Data packetizing occurs when AXI requests enter the NMU clock domain. The packetizing process breaks read and write transactions into smaller transfers (this process is called chopping). Chopping always occurs on chop-size aligned boundaries. Two parameters affect chopping: chop size (fixed at 256 bytes), and memory interleave size (when two DDR controllers interleave). Channel Interleaving in a memory controller does not affect chopping.
If memory interleave granularity is smaller than 256 bytes, packetizing chops reads and writes into transfers equal to the interleave granularity. Non-interleaved transactions, or transactions with interleave granularity greater than or equal to 256 bytes are chopped into 256-byte transfers. The chopped transactions are 256B address aligned - not 256 byte chunks.
For example, a 1K transfer starting at 0x0 comprises four transactions with the following chops: 0-255, 256-511, 512-767, 768-1023. However, a 1K transaction starting at 128 is split as five transactions: 128-255, 256-511, 512-767, 768-1023, and 1024-1151. This is to align with the 256B address boundary rule. Each chopped transaction divides into NoC packets called "flits." Each flit can carry up to 16 bytes of data in addition to various header information.
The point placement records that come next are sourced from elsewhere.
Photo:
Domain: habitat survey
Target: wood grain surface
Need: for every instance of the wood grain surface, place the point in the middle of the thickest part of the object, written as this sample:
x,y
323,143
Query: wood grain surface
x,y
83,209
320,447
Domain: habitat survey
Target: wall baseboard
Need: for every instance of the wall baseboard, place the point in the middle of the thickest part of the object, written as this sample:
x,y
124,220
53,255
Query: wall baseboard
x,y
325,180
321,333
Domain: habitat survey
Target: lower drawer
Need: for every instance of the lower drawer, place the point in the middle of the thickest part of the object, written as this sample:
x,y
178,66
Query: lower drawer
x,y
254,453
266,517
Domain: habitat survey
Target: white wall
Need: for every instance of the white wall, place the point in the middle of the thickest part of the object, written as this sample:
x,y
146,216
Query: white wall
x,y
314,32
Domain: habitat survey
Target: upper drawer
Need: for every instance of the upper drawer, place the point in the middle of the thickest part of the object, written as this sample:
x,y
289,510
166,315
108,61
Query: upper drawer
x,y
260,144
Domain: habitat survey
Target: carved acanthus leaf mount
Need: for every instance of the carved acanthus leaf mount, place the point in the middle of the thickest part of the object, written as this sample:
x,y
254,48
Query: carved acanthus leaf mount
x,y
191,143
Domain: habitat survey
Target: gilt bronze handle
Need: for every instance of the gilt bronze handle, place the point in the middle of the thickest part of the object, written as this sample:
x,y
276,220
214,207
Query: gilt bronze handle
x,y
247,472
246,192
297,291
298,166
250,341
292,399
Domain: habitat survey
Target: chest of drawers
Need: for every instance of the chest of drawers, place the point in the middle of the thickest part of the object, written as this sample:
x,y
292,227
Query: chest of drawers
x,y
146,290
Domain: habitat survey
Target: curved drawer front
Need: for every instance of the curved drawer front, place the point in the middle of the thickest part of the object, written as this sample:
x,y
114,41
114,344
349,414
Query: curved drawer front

In parallel with the packetizing process, address lookup determines the destination ID.
In read processes, the system re-tags each read packet and assigns an ordering ID based on available slots in the Read Reorder Buffer (RROB). The RROB maintains a linked list of per-AXI-ID assigned tags. This ensures responses return in the correct order.
The final stage, before injecting a packet into the NoC switch fabric, is to perform access QoS control.
Read responses are placed in the RROB. In accordance with AXI ordering rules, logic at the output of the buffer selects read responses to return to the requesting AXI master. This logic relies on the linked list structure from the request path to determine the correct response ordering.